5 Startup Marketing Strategies That Work Even When Things Are Tough

You may not be able to predict the future, but these tried-and-true marketing strategies will help you create opportunities even in the most difficult of times.

5 Startup Marketing Strategies That Work Even When Things Are Tough
Startup Marketing Strategies

The startup world is in disarray, and the economic outlook is bleak. Many businesses are laying off large numbers of employees, cutting back on initiatives, and rethinking their entire sales and marketing strategy. It won't always be this way — it's a cycle — but that doesn't make it any easier to deal with now. Every marketer seems to be wondering, "What can we do?"

Begin with these five startup marketing strategies. Even in the best of times, they make an excellent foundation for any marketing strategy, but they are especially prudent in the worst. Implement these, and you may find yourself head and shoulders above your competitors when the cycle turns.

1. Communicate with your customers!

When in doubt, consult with your customers. What are they going through, what do they require, and what do they expect to happen in the next three, six, or twelve months? What bothers them may be news to you, and what bothers you may not bother them at all. Here are some starter questions to get the conversation started:

  • How are things now in comparison to this time last year?
  • Do you want to spend more, less, or about the same in this category?
  • What is your current biggest challenge?
  • What do you believe the most difficult challenge will be in the next six months? 12?
  • What would compel you to purchase this item or upgrade your account?
  • What would prevent you from investing in this?
  • What do you like about what we're doing? That you don't know?

Use the results of these customer interviews to shape your marketing.

2. Provide smooth purchasing experiences

Everything that stands in the way of a customer making a purchase is removed in the best customer experience. "Frictionless" is always a good target, but in uncertain times, you need to look for outlandish ways to remove friction.

Here are a few ideas to get your wheels turning:

  • Create a migration tool that allows customers to transfer their data from competitors to you.
  • To get people in the door, offer something incredible for free or at a massive discount — your lowest tier plan, onboarding, shipping, a managed service, etc. During the Covid-19 pandemic, Hubspot excelled at this.
  • Display the product or pricing and give the buyer control.
  • Create templates, packages, widgets, or anything else that customers would normally have to invest time and energy in.

You can use this to turn a bad landscape into a great opportunity for both you and your customers.

3. Be consistent and clear in your communication

The businesses remembered are those that were there. This is particularly valid during periods of unpredictability, volatility, and crisis. The restriction is that you cannot merely restate what has already been said. Lead by example.

Take a position on a subject, develop your positioning and messaging, and express it. Share if there is so much volatility that you are unsure of your position or lack the information necessary to decide. Include others in the process. Become the thought leader or go-to brand. Gaining widespread attention gives your sales and marketing efforts significant leverage.

4. Place larger bets when you can

Cutting back is a natural response in uncertain times, but consider this: All of your rivals are also doing so.

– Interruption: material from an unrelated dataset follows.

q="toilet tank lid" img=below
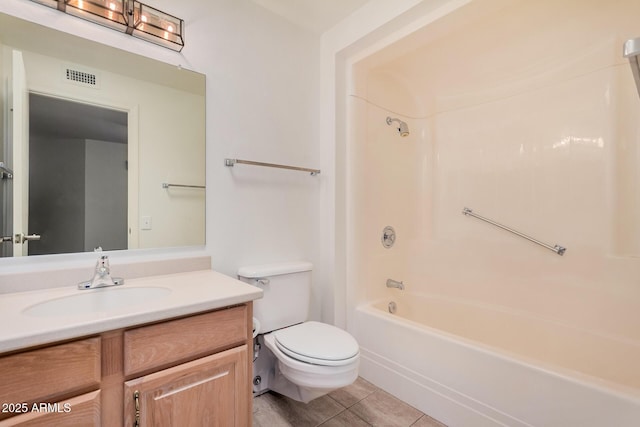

Now is the ideal time to expand on what is effective. You can widen the separation between yourself and your rivals. When the cycle eventually turns around, you'll have gained so much momentum and are going so far ahead that nobody will be able to catch you.

You still need to manage your resources responsibly. It would be great if you could put money into initiatives and distribution methods that are already successful or that you are aware of your customers need. Invest your time instead of money if you don't have any.

The following choices involve more time than money:

  • enhancing your social media presence and brand
  • creating content for your blog and other platforms
  • Discover outlets and ways to tell your story through earned media and public relations.
  • updating your website, workflows, and existing content
  • optimization for search engines
  • Increasing the size of your customer or fan base

Note: Account upgrades and repeat purchases are probably your lowest-hanging fruit if you need to boost revenue right away. If not, make investments to widen the gap between you and rivals.

5. Review your procedures
Operations are frequently put in the "we'll worry about that later" category. Operations are frequently neglected because there are so many other things to do, such as creating and capturing demand. But during these pauses and reassessments, now is the ideal time to evaluate your operations and metrics, such as:

  • Cost of obtaining a customer
  • Retention of clients and subsequent purchases
  • annual spend or contract value
  • Workflows
  • Automation
  • Purchase journeys and customer personas (see section 1)
  • Objectives and KPIs for the current quarter

"What gets measured gets better," they say. Determine how good or bad of a situation you really are in, where you can improve, and where you can afford to bet more by auditing your operations and other metrics (see section 4). Use the information here to guide your marketing strategy.

Avoid making a snap decision.

Everything moves through cycles. Despite how difficult the present situation may seem, there will be bright days when your company can prosper. Avoid making such rash decisions; you don't want to endure long-term suffering in exchange for momentary relief. Watch your metrics, look after your customers, be clear and consistent in your communication, and place a few large bets. How well things can work out for you may surprise you.